A bunion forms when the bursa (a sac of fluid at friction points between the tendons and bone in some areas and between bone and the skin in others) becomes inflamed along the edge of the joint at the base of the big toe.
An acute bunion can progress into the second type of bunion, the hallux valgus, a chronic but often painless deformity involving permanent rigidity of the bones.
Bunions can form in any part of the foot but occur most often at the big toe joint, where the first metatarsal bone abuts the proximal phalanx of the big toe.
Women are more likely than men to get bunions because of the misshapen footwear and elevated heels they wear.
Bursitis is an inflammation of the bursa, which is a sac containing tissue fluid about the consistency of an egg white. The bursa at the big toe joint acts as a lubricant between the skin and the bones. Continual irritation of the skin by an ill-fitting shoe causes the sac to become inflamed and inflated with more fluid. When that occurs, the condition is an acute and painful bursitis.
During the early stages of bursitis, the fluid tries to force itself to the surface of the skin so that it can be discharged. There is minimal but continuous irritation at the joint.
If you ignore the irritation, hardening of the skin takes place. The forward displacement that occurs when your foot is fitted into high-heeled shoes, or even into stockings that are too snug, adds to the pressure upon the joint. The bursal fluid begins to solidify into a mass that resembles gelatin. The result will be a bunion, which then enters a subacute phase.
If allowed to progress, the condition can become worse. It does so because of the problem of obtaining a properly fitted shoe. The ball of the foot, with its bulbous outcropping of bunion, is considerably wider than the heel. The shoe with a snug heel that prevents slippage at its back might not fit the normal width of the ball of the foot at the front of the shoe. With the added growth of bunion, the width of the foot can no longer be considered normal. Thus, the proper fit at the ball of the foot leads to an angulation of the big toe. This deformity is a hallux valgus.
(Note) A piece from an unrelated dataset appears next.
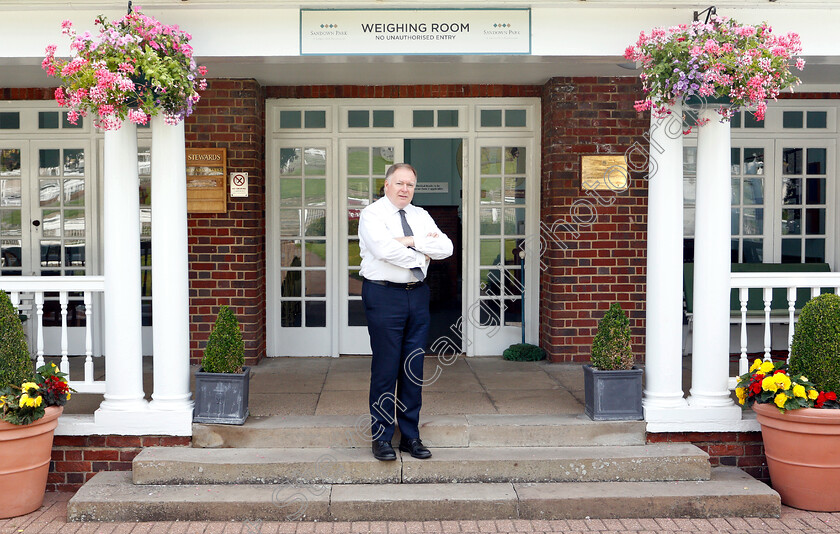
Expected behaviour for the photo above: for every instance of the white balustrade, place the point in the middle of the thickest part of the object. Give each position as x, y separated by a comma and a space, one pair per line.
31, 289
767, 282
Hallux valgus is a serious condition. It strains the foot and produces an abnormal prominence of the joints; it also widens the front of the foot and causes a loss of balance. And any deformation of the big toe interferes with standing and walking. Also, malposition of the big toe bone and loss of power in the foot muscles can lead to arthritis early in life.
Long periods of pressure from a tight-fitting shoe can cause the inflammation and the pain. This often happens when the big toe is forced into a position where it presses inward and overlaps the second toe. The base of the big toe then is pushed beyond normal alignment of the foot, resulting in the prominence typical of a bunion.
If abnormal pronation is identified and corrected early, the formation of a bunion can be prevented. However, if the bunion has already developed and cannot be tolerated by the patient, surgery is necessary.
Amputation of the big toe ceased to be a treatment for bunions many generations ago, but only in the past few years have surgical procedures been developed to incorporate the realignment of the bone with the correction of the abnormal motion that led to deformity.
Surgical techniques can now not only move the wayward bones into proper alignment but also slide the first metatarsal downwards so that its head is pushed into a normal position. In its proper position, the metatarsal bone can help prevent the over-pronation that caused the formation of the bunion. Combined with proper orthotic devices, this type of surgery has provided excellent results.